1906'da Sosyalist-Devrimci Parti saflarında bir bölünme meydana geldi. Bundan oldukça etkili iki grup ortaya çıktı ve bunlar daha sonra kendi parti yapılarını yarattı:
1) Liderleri Alexey Peshekhonov, Nikolai Annensky, Venedikt Myakotin ve Vasily Semevsky olan İşçi Halkın Sosyalist Partisi (Halk Sosyalistleri veya Popüler Sosyalistler) ve 2) Mikhail Sokolov başkanlığındaki Sosyalist Devrimci Maksimalistler Birliği.
Birinci grup şizmatikler, terör taktiklerini ve toprağın toplumsallaştırılması programını reddederken, ikincisi, tam tersine, terörün yoğunlaştırılmasını savundu ve sosyalleşme ilkelerinin yalnızca köylü topluluklarını değil, aynı zamanda sanayi işletmelerini de kapsayacak şekilde genişletilmesini önerdi..
Viktor Çernov
Şubat 1907'de Sosyalist-Devrimci Parti, İkinci Devlet Duma seçimlerine katıldı ve 37 manda almayı başardı. Ancak, feshedilmesinden ve seçim yasasındaki değişikliklerden sonra, Sosyal Devrimciler, otokratik rejimle mücadelede yalnızca yasadışı yöntemleri tercih ederek parlamento seçimlerini boykot etmeye başladılar.
1908'de, Sosyalist-Devrimcilerin itibarını tamamen zedeleyen ciddi bir skandal meydana geldi: "Savaş Örgütü" başkanı Yevno Azef'in 1892'den beri çarlık gizli polisinin ücretli bir ajanı olduğu biliniyordu. Örgütün başkanı olarak halefi Boris Savinkov, eski gücünü yeniden canlandırmaya çalıştı, ancak bu girişimden iyi bir şey çıkmadı ve 1911'de partinin varlığı sona erdi.
Bu arada, bu yıl birçok modern tarihçi (Oleg Budnitsky, Mikhail Leonov), Rusya'da 1870'lerin-1880'lerin başında başlayan devrimci terör çağının sonunu tarihliyor. Rakipleri (Anna Geifman, Sergei Lantsov), bu trajik "çağın" bitiş tarihinin, kraliyet ailesinin öldürülmesi ve V. I. Lenin.

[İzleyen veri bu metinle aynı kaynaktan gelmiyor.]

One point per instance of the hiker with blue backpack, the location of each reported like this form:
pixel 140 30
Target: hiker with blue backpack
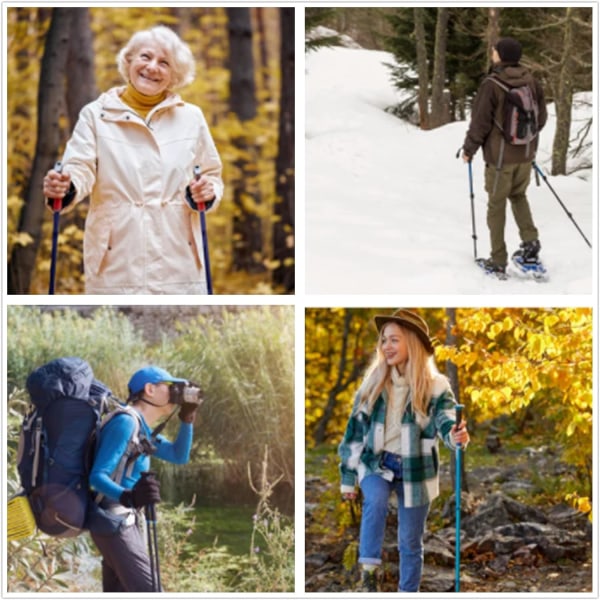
pixel 84 459
pixel 124 488
pixel 508 113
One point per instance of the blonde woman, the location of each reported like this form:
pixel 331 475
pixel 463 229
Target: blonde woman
pixel 133 151
pixel 390 443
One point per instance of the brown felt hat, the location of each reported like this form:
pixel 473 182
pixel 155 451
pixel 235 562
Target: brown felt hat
pixel 411 321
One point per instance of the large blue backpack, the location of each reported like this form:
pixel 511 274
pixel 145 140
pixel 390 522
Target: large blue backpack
pixel 57 443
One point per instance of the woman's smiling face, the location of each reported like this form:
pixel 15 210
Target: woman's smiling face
pixel 394 344
pixel 149 70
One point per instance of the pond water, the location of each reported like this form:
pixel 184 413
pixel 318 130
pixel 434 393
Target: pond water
pixel 229 526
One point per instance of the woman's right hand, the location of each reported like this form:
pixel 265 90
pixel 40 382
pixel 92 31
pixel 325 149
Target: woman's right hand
pixel 56 184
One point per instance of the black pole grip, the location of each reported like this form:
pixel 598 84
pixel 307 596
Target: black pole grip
pixel 459 409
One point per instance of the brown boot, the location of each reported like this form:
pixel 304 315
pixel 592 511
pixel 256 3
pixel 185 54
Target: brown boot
pixel 368 581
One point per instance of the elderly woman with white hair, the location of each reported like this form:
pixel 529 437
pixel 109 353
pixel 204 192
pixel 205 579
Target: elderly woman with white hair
pixel 133 151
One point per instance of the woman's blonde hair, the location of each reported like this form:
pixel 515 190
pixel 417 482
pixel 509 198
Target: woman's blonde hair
pixel 181 60
pixel 420 371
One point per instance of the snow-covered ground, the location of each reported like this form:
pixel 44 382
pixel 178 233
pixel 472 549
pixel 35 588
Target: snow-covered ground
pixel 387 205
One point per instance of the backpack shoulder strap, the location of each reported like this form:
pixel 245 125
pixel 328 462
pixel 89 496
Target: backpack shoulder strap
pixel 137 445
pixel 499 83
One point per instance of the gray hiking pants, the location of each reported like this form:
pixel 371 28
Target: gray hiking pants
pixel 125 561
pixel 512 181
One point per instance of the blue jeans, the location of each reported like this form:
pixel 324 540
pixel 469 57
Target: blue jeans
pixel 411 526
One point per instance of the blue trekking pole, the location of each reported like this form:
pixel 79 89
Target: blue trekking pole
pixel 474 234
pixel 202 208
pixel 150 512
pixel 56 206
pixel 458 451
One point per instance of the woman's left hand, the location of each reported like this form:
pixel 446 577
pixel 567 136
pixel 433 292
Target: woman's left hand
pixel 460 436
pixel 202 190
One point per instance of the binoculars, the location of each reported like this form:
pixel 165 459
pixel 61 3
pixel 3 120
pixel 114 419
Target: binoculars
pixel 185 393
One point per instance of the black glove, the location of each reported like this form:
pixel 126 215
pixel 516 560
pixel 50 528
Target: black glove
pixel 146 491
pixel 187 412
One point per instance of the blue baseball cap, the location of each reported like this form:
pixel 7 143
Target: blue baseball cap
pixel 150 374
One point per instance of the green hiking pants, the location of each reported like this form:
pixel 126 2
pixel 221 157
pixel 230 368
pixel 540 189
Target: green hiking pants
pixel 512 183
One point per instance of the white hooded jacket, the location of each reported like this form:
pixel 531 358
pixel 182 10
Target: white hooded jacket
pixel 141 236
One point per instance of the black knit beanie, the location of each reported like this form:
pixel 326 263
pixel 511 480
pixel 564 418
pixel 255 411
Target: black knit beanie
pixel 509 50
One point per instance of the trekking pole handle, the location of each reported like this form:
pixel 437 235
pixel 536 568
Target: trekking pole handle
pixel 57 202
pixel 197 175
pixel 459 410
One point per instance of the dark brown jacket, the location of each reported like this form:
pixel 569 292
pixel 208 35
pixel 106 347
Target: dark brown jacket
pixel 487 111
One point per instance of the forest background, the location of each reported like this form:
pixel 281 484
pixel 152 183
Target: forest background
pixel 225 522
pixel 442 54
pixel 59 59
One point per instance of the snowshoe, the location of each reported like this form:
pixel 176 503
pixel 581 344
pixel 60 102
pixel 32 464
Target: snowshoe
pixel 532 269
pixel 492 269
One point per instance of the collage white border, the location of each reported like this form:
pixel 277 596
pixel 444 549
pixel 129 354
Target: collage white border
pixel 301 301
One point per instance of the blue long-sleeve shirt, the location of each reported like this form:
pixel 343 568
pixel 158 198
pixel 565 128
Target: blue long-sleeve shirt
pixel 113 441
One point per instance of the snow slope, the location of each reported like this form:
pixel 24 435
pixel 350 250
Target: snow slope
pixel 387 205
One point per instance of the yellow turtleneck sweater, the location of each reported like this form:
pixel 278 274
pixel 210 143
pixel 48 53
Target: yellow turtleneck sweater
pixel 139 102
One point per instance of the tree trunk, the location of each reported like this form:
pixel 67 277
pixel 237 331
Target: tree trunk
pixel 247 226
pixel 241 64
pixel 439 111
pixel 564 99
pixel 492 33
pixel 422 68
pixel 81 79
pixel 283 229
pixel 51 96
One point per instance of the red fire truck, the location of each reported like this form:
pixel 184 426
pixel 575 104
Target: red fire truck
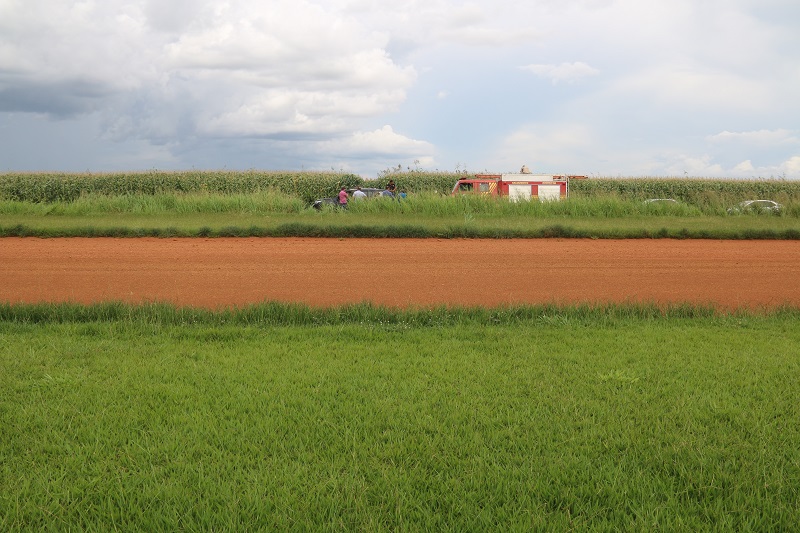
pixel 521 186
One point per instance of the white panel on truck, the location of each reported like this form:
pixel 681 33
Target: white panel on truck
pixel 549 193
pixel 519 192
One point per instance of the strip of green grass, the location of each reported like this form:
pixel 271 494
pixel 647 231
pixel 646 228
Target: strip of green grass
pixel 332 224
pixel 617 418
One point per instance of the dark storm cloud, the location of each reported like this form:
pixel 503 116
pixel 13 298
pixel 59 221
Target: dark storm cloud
pixel 60 99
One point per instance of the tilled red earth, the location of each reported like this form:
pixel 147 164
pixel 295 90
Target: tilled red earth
pixel 222 272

Birinci Dünya Savaşı'nın patlak vermesiyle, partide yine Viktor Chernov liderliğindeki Sosyalist-Devrimciler-merkezciler ve ünlü Leninist sloganı destekleyen Maria Spiridonova liderliğindeki Sosyalist-Devrimciler-enternasyonalistler (Sol Sosyalist-Devrimciler) olarak bir bölünme meydana geldi. Rus hükümetinin savaşta yenilmesi ve emperyalist savaşın sivil bir savaşa dönüşmesi”.